I was once stopped short by the stunning, blissful forensics of a late-night murder, or meal, depending on your allegiance. Knee-deep in snow on the way to the woodlot I saw the businesslike progress of a chipmunks tracks. As they were going my way, I paid some attention. Soon enough the spacing of the tracks shortened up and then described an abrupt buttonhook. Not three steps back the way hed come there were twin angel wings in the snow. Two long, serrated crescents enfolded the delicate tracks and no more. Actually seeing and understanding the evidence of such an encounter warmed a visceral but deductive part of me. The silent, incontrovertible evidence of an owls dimly foreseen attack chilled me in just the opposite way. Everyone has had that same moment in which he or she glimpsed, but radically underestimated, impending tragedy. Gaining confirmation that this sickening moment has its roots threaded honestly in the natural world was reassuring to someone afraid of having all animal influence bleached out by civilization.
During the fall we spent writing this book, Dad got ill, first with pneumonia, then bronchitis, then stubborntosis, and finally back to pneumonia. Tood had been talking to Dad on the horn and worrying that he was going to make things even worse for himself by trying to work right through his illness. We decided that we both had to go home and get the firewood in. I knew how hard it was for Dad to need help; in fact, I was sure it was the hardest part of the illness. Tood and I hadnt had the chance to spend real time together in a long while, and in retrospect, we may never be living under the same roof again. Everyone was looking forward to the time together for different reasons.

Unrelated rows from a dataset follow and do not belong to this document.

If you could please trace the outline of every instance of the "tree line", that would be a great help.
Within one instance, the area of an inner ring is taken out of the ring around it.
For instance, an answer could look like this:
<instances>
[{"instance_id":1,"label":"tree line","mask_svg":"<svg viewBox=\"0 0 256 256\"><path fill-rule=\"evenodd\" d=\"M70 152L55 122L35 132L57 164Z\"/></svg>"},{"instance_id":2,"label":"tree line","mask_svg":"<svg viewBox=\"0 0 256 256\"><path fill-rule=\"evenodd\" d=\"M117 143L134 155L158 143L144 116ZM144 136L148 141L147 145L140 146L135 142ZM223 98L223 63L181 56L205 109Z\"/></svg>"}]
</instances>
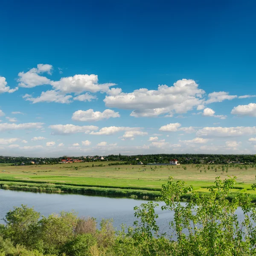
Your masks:
<instances>
[{"instance_id":1,"label":"tree line","mask_svg":"<svg viewBox=\"0 0 256 256\"><path fill-rule=\"evenodd\" d=\"M177 159L182 164L227 164L230 162L248 164L256 163L256 156L252 154L151 154L147 155L134 155L131 156L111 154L103 156L104 160L99 159L99 156L71 156L72 159L82 160L86 162L118 161L125 162L127 164L137 164L140 161L143 164L149 163L168 163L173 159ZM0 156L0 163L20 164L24 163L26 165L32 164L31 161L39 164L58 163L61 159L66 159L64 156L60 157L25 157Z\"/></svg>"}]
</instances>

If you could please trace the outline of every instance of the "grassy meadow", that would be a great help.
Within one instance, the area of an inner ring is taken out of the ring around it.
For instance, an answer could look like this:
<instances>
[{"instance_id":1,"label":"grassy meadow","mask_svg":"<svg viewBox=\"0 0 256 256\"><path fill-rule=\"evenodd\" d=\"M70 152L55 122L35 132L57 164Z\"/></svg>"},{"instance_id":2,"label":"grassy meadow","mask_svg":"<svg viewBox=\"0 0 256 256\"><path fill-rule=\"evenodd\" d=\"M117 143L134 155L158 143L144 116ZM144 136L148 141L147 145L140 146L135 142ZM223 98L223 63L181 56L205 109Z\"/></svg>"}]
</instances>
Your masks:
<instances>
[{"instance_id":1,"label":"grassy meadow","mask_svg":"<svg viewBox=\"0 0 256 256\"><path fill-rule=\"evenodd\" d=\"M206 192L207 187L214 184L215 177L220 176L224 179L229 175L237 177L233 192L246 192L256 195L256 192L250 188L256 174L256 168L253 165L109 166L111 163L113 162L24 166L1 165L0 184L5 184L6 187L12 185L13 189L15 185L24 186L26 183L26 186L36 187L41 184L41 187L46 187L43 184L46 184L57 190L63 191L61 188L70 186L80 189L90 188L90 191L87 192L91 193L95 192L92 188L98 188L98 190L112 189L108 190L108 194L111 193L110 191L114 192L114 189L118 189L119 193L122 195L124 191L121 193L122 189L143 190L146 194L150 191L159 192L161 185L171 176L175 180L184 180L186 184L192 185L194 191ZM96 166L99 164L103 166ZM157 194L158 193L154 194Z\"/></svg>"}]
</instances>

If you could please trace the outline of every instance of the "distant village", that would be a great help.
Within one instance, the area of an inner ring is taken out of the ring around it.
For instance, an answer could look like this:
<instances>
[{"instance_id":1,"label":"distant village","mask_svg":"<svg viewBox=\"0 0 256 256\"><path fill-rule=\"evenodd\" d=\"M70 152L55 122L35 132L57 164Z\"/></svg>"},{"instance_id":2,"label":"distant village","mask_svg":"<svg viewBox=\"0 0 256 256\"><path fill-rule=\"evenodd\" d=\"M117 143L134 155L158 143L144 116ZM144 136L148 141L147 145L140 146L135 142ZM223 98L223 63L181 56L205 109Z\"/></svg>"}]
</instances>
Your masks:
<instances>
[{"instance_id":1,"label":"distant village","mask_svg":"<svg viewBox=\"0 0 256 256\"><path fill-rule=\"evenodd\" d=\"M70 164L98 161L111 162L109 165L119 164L179 165L180 164L247 164L256 163L255 155L217 155L195 154L156 154L134 156L63 156L60 157L29 157L0 156L0 163L13 165ZM116 162L113 163L113 162Z\"/></svg>"}]
</instances>

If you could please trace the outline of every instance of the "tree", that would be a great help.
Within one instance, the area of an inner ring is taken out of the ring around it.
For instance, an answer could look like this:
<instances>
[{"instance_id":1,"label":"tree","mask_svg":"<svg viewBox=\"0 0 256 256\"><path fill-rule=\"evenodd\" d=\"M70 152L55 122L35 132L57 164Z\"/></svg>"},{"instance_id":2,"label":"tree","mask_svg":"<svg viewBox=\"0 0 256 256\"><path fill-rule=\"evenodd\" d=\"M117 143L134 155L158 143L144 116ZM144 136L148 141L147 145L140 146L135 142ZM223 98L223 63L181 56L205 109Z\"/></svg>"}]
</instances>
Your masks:
<instances>
[{"instance_id":1,"label":"tree","mask_svg":"<svg viewBox=\"0 0 256 256\"><path fill-rule=\"evenodd\" d=\"M4 219L6 224L6 233L15 244L31 245L37 235L39 212L33 208L21 205L20 207L7 213Z\"/></svg>"}]
</instances>

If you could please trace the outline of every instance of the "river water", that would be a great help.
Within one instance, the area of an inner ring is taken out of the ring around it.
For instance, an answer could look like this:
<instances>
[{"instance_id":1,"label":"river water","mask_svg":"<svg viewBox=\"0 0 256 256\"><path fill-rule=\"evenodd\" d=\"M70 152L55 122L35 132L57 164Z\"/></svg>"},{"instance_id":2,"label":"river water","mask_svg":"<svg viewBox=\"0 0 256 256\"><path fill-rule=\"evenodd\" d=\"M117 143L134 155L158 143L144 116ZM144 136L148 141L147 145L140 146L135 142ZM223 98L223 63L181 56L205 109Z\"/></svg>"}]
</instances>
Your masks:
<instances>
[{"instance_id":1,"label":"river water","mask_svg":"<svg viewBox=\"0 0 256 256\"><path fill-rule=\"evenodd\" d=\"M64 210L74 210L79 216L93 217L98 223L102 219L113 218L114 226L120 230L121 224L132 226L136 220L134 207L148 201L133 199L108 198L67 194L47 194L0 189L0 223L4 223L3 218L13 207L21 204L35 209L41 215L47 216L53 213L59 213ZM170 234L169 223L173 219L172 212L162 211L160 207L163 203L158 203L159 207L156 210L159 215L157 219L160 233ZM185 204L184 203L183 204ZM241 209L236 212L239 219L243 219Z\"/></svg>"}]
</instances>

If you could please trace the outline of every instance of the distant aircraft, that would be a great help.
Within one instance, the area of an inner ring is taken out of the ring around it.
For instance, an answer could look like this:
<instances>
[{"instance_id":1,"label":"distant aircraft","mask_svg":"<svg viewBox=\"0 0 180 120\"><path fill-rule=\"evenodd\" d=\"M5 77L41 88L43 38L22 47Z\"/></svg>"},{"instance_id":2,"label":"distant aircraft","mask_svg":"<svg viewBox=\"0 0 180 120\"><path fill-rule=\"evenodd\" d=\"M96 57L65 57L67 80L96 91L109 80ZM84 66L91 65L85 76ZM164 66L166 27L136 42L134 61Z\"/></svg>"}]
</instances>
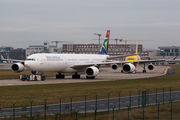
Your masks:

The year before, Dad had felled the two dozen trees we would need, so it remained to snake them out of the woods, buck them up, split them, and stack them. Over the course of two and a half days, Tood and I ran saws and split with mauls almost nonstop. Both of us have gone through long periods of our lives with calluses lining our hands, but we had each softened up considerably in the months preceding this unexpected trial. By the end of the third day I had sweat out every beer Id bought in the city, and Tood had torn rows of neat ovals off both hands. The memory of the fingers is fiercely loyal, but very short-term.